SageMaker Training Compiler Troubleshooting - Amazon SageMaker

SageMaker Training Compiler Troubleshooting

If you run into an error, you can use the following list to try to troubleshoot your training job. If you need further support, reach out to the SageMaker team through AWS Support or AWS Developer Forums for Amazon SageMaker.

Training Job Fails Due to Missing XLA Configuration

If a training job fails with the Missing XLA configuration error message, it might be due to a misconfiguration in the number of GPUs per instance that you use.

XLA requires additional environment variables to compile the training job. The most common missing environment variable is GPU_NUM_DEVICES. For the compiler to work properly, you must set this environment variable equal to the number of GPUs per instance.

There are three approaches to set the GPU_NUM_DEVICES environment variable:

  • Approach 1 – Use the environment argument of the SageMaker estimator class. For example, if you use an ml.p3.8xlarge instance that has four GPUs, do the following:

    # Using the SageMaker Python SDK's HuggingFace estimator hf_estimator=HuggingFace( ... instance_type="ml.p3.8xlarge", hyperparameters={...}, environment={ ... "GPU_NUM_DEVICES": "4" # corresponds to number of GPUs on the specified instance }, )
  • Approach 2 – Use the hyperparameters argument of the SageMaker estimator class and parse it in your training script.

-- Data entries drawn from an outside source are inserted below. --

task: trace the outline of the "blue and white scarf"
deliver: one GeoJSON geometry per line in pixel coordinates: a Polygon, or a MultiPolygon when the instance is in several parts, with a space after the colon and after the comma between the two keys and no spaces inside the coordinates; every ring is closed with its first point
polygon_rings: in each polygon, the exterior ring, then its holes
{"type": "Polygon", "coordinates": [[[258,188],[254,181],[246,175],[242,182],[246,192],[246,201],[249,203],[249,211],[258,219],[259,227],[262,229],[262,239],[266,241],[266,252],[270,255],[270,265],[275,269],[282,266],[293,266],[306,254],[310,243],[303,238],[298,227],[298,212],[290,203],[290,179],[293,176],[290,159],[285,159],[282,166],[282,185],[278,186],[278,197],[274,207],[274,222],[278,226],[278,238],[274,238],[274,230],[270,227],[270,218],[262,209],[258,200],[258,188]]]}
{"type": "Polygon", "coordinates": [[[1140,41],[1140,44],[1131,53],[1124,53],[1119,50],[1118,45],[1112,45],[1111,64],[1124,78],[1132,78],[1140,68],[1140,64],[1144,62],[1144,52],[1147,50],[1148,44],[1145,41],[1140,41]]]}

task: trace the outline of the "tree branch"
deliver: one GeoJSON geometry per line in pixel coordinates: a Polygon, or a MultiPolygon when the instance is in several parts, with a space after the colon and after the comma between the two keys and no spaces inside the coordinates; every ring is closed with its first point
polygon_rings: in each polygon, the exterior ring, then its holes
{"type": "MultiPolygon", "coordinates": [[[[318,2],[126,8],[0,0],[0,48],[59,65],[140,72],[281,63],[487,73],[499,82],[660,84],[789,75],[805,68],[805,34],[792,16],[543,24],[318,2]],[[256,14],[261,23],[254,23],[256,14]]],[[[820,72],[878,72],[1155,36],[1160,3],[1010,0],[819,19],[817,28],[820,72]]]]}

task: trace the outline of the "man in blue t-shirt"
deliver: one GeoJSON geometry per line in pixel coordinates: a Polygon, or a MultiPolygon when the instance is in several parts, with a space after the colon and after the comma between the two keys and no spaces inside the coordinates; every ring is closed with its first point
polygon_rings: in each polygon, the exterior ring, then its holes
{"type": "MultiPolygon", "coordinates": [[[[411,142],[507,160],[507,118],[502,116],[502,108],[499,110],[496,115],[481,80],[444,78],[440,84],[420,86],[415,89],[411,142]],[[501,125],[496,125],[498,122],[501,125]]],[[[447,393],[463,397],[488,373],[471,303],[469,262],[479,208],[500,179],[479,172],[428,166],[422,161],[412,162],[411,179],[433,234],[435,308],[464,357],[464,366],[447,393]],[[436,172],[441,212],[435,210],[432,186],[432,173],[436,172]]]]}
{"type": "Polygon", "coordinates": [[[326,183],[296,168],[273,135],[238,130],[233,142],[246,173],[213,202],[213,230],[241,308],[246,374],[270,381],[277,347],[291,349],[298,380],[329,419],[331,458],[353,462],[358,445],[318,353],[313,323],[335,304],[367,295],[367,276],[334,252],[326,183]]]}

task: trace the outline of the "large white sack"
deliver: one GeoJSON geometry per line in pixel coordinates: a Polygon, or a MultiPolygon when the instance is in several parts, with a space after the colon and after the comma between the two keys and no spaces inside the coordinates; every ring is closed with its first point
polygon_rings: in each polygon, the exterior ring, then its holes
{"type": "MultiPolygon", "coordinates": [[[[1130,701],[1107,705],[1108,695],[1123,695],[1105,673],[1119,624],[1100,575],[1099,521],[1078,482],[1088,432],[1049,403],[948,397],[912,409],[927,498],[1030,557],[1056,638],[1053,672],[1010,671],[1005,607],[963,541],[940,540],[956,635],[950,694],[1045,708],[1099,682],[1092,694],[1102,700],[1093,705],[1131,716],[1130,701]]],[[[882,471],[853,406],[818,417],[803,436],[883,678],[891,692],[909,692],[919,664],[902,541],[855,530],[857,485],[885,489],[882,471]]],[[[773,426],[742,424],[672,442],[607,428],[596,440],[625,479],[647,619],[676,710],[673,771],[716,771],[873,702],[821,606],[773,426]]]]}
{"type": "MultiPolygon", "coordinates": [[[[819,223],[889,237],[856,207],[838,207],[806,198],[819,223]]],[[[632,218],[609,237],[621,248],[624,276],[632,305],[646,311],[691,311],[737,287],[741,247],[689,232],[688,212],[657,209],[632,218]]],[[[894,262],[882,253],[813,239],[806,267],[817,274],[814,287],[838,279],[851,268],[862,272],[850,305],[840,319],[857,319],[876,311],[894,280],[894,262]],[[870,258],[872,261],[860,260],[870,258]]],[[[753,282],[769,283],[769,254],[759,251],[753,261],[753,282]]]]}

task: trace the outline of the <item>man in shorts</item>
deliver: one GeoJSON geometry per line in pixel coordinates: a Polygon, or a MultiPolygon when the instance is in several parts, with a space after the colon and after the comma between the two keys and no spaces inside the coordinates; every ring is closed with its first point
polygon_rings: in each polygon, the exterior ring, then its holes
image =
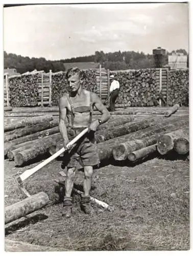
{"type": "Polygon", "coordinates": [[[80,83],[80,70],[78,68],[68,70],[66,74],[69,93],[65,94],[60,99],[59,129],[64,140],[64,146],[68,151],[65,154],[67,175],[65,180],[65,196],[64,206],[65,216],[70,217],[72,209],[71,193],[76,170],[80,164],[84,167],[84,195],[81,197],[81,209],[86,214],[93,212],[90,204],[89,193],[91,185],[93,166],[100,163],[94,142],[94,132],[101,124],[106,122],[110,114],[95,93],[82,88],[80,83]],[[92,120],[94,105],[100,111],[101,117],[92,120]],[[68,125],[65,123],[65,118],[68,125]],[[74,145],[72,148],[66,145],[69,136],[73,138],[86,127],[89,131],[74,145]]]}

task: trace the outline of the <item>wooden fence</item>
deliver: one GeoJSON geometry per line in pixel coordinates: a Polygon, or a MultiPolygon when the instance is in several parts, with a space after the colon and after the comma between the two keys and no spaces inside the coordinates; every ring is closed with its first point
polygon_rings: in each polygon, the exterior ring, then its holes
{"type": "Polygon", "coordinates": [[[10,105],[9,103],[9,80],[8,80],[8,74],[4,74],[4,106],[10,105]]]}
{"type": "Polygon", "coordinates": [[[38,105],[52,105],[52,70],[41,72],[38,77],[38,105]]]}

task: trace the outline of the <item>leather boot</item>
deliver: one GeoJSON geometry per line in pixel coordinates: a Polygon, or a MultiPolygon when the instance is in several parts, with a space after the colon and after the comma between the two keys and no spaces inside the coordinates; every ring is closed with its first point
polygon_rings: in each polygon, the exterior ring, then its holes
{"type": "Polygon", "coordinates": [[[66,218],[70,218],[71,216],[71,211],[73,209],[71,197],[64,197],[63,206],[65,209],[64,216],[66,218]]]}
{"type": "Polygon", "coordinates": [[[82,195],[81,209],[86,214],[93,214],[94,212],[94,209],[90,205],[90,199],[89,196],[82,195]]]}

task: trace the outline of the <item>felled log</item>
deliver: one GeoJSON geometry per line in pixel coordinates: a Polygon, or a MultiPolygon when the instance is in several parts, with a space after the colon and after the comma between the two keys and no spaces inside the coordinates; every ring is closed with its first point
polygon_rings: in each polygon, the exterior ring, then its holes
{"type": "Polygon", "coordinates": [[[139,159],[148,157],[151,154],[157,151],[157,145],[154,144],[140,150],[133,151],[127,157],[129,160],[135,162],[139,159]]]}
{"type": "Polygon", "coordinates": [[[168,111],[165,113],[164,116],[165,117],[168,117],[171,116],[173,114],[175,113],[180,108],[180,105],[179,104],[176,104],[172,108],[171,108],[168,111]]]}
{"type": "Polygon", "coordinates": [[[113,127],[118,125],[123,125],[125,123],[132,122],[134,120],[134,118],[133,117],[124,116],[120,118],[112,120],[111,121],[109,120],[108,122],[103,123],[102,124],[98,126],[98,131],[99,132],[101,130],[109,129],[110,127],[113,127]]]}
{"type": "Polygon", "coordinates": [[[131,152],[155,144],[159,136],[159,134],[155,134],[149,137],[136,139],[120,143],[114,146],[112,150],[113,158],[117,161],[125,160],[131,152]]]}
{"type": "Polygon", "coordinates": [[[4,142],[10,141],[20,137],[23,137],[29,134],[35,133],[40,131],[56,126],[58,123],[56,120],[39,122],[36,124],[19,128],[11,132],[8,132],[4,135],[4,142]]]}
{"type": "MultiPolygon", "coordinates": [[[[182,122],[183,125],[184,123],[182,122]]],[[[125,142],[127,140],[132,140],[134,139],[141,139],[148,137],[155,134],[165,133],[174,131],[176,129],[176,123],[164,125],[164,124],[157,124],[152,127],[149,127],[142,130],[131,133],[126,135],[107,140],[96,144],[98,151],[101,161],[109,159],[112,157],[112,149],[120,143],[125,142]]]]}
{"type": "Polygon", "coordinates": [[[174,150],[180,155],[185,155],[189,152],[189,136],[179,138],[174,142],[174,150]]]}
{"type": "Polygon", "coordinates": [[[161,155],[165,155],[174,148],[175,141],[179,138],[188,136],[189,127],[185,126],[182,129],[176,130],[160,136],[157,140],[157,150],[161,155]]]}
{"type": "Polygon", "coordinates": [[[11,106],[4,106],[4,111],[12,111],[12,107],[11,106]]]}
{"type": "MultiPolygon", "coordinates": [[[[53,116],[58,116],[59,112],[50,112],[49,113],[53,116]]],[[[5,113],[4,114],[4,117],[32,117],[35,116],[42,116],[45,115],[45,112],[38,112],[38,113],[5,113]]]]}
{"type": "Polygon", "coordinates": [[[13,231],[39,221],[45,220],[49,217],[43,214],[37,214],[35,211],[26,215],[23,217],[9,222],[5,225],[5,235],[13,233],[13,231]]]}
{"type": "Polygon", "coordinates": [[[39,142],[32,144],[30,148],[16,154],[14,158],[15,162],[17,165],[20,166],[38,156],[44,154],[48,152],[49,147],[61,137],[60,134],[58,133],[41,139],[39,142]]]}
{"type": "Polygon", "coordinates": [[[14,148],[12,148],[11,150],[9,151],[8,153],[7,154],[8,158],[10,160],[13,160],[15,158],[15,156],[17,154],[19,153],[21,151],[30,148],[33,144],[34,144],[34,143],[36,143],[38,141],[39,141],[40,139],[37,139],[35,140],[27,141],[26,142],[24,142],[23,143],[19,144],[18,145],[16,145],[14,147],[14,148]]]}
{"type": "Polygon", "coordinates": [[[34,117],[31,118],[23,118],[17,120],[16,122],[14,121],[9,124],[4,125],[4,132],[8,132],[12,131],[18,128],[22,128],[26,126],[36,124],[39,122],[49,121],[53,120],[52,116],[42,116],[40,117],[34,117]]]}
{"type": "Polygon", "coordinates": [[[119,125],[112,129],[102,131],[95,135],[96,143],[105,141],[116,137],[133,133],[136,131],[144,129],[147,127],[155,124],[154,119],[142,120],[136,122],[132,122],[119,125]]]}
{"type": "Polygon", "coordinates": [[[40,209],[49,202],[49,198],[44,192],[6,206],[5,208],[5,223],[8,223],[40,209]]]}
{"type": "Polygon", "coordinates": [[[4,156],[6,156],[9,151],[16,148],[18,145],[27,141],[31,141],[36,139],[40,139],[44,137],[54,134],[59,132],[59,127],[56,126],[50,129],[45,130],[41,132],[27,135],[27,136],[21,137],[15,140],[11,140],[4,144],[4,156]]]}

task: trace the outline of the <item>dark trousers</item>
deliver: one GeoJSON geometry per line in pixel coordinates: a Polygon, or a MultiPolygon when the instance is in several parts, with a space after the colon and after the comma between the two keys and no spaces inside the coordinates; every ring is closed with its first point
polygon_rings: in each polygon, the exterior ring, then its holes
{"type": "Polygon", "coordinates": [[[118,96],[118,89],[113,91],[110,95],[109,111],[114,111],[115,109],[115,101],[118,96]]]}

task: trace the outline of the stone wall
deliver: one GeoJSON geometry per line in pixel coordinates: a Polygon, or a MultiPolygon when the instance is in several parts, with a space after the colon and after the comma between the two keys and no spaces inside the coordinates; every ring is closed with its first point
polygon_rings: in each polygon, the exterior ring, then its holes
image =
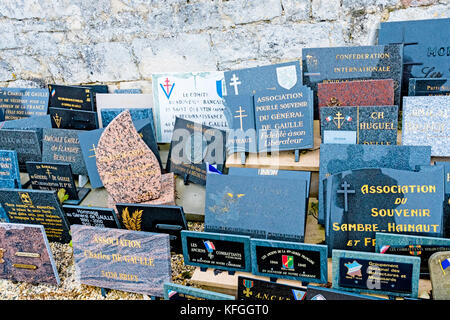
{"type": "Polygon", "coordinates": [[[375,44],[381,21],[448,17],[450,0],[2,0],[0,86],[151,93],[152,73],[291,61],[375,44]]]}

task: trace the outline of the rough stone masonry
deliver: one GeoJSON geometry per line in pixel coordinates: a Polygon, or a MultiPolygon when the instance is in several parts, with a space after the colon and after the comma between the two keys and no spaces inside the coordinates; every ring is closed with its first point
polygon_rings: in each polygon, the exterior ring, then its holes
{"type": "Polygon", "coordinates": [[[291,61],[375,44],[380,22],[448,17],[450,0],[2,0],[0,86],[151,93],[152,73],[291,61]]]}

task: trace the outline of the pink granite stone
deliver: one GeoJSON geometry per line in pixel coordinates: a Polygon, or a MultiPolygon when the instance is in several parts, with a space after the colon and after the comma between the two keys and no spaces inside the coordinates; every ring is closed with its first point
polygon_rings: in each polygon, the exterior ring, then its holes
{"type": "Polygon", "coordinates": [[[161,195],[161,169],[145,144],[128,110],[119,114],[101,135],[97,170],[114,202],[139,203],[161,195]]]}
{"type": "MultiPolygon", "coordinates": [[[[139,202],[140,204],[154,204],[154,205],[168,205],[175,206],[175,176],[171,173],[166,173],[161,176],[161,196],[157,199],[139,202]]],[[[116,203],[111,196],[108,196],[108,208],[113,208],[119,217],[119,213],[116,209],[116,203]]],[[[137,203],[137,202],[126,202],[126,203],[137,203]]],[[[120,218],[120,217],[119,217],[120,218]]]]}

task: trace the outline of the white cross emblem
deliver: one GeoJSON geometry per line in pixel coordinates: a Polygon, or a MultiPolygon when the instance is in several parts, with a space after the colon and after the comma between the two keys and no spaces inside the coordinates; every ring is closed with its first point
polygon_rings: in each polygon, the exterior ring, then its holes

    1. To specify the number of GPUs, add a key-value pair to the hyperparameters argument.

      For example, if you use an ml.p3.8xlarge instance that has four GPUs, do the following:

      # Using the SageMaker Python SDK's HuggingFace estimator hf_estimator=HuggingFace( ... entry_point = "train.py" instance_type= "ml.p3.8xlarge", hyperparameters = { ... "n_gpus": 4 # corresponds to number of GPUs on specified instance } ) hf_estimator.fit()
    2. In your training script, parse the n_gpus hyperparameter and specify it as an input for the GPU_NUM_DEVICES environment variable.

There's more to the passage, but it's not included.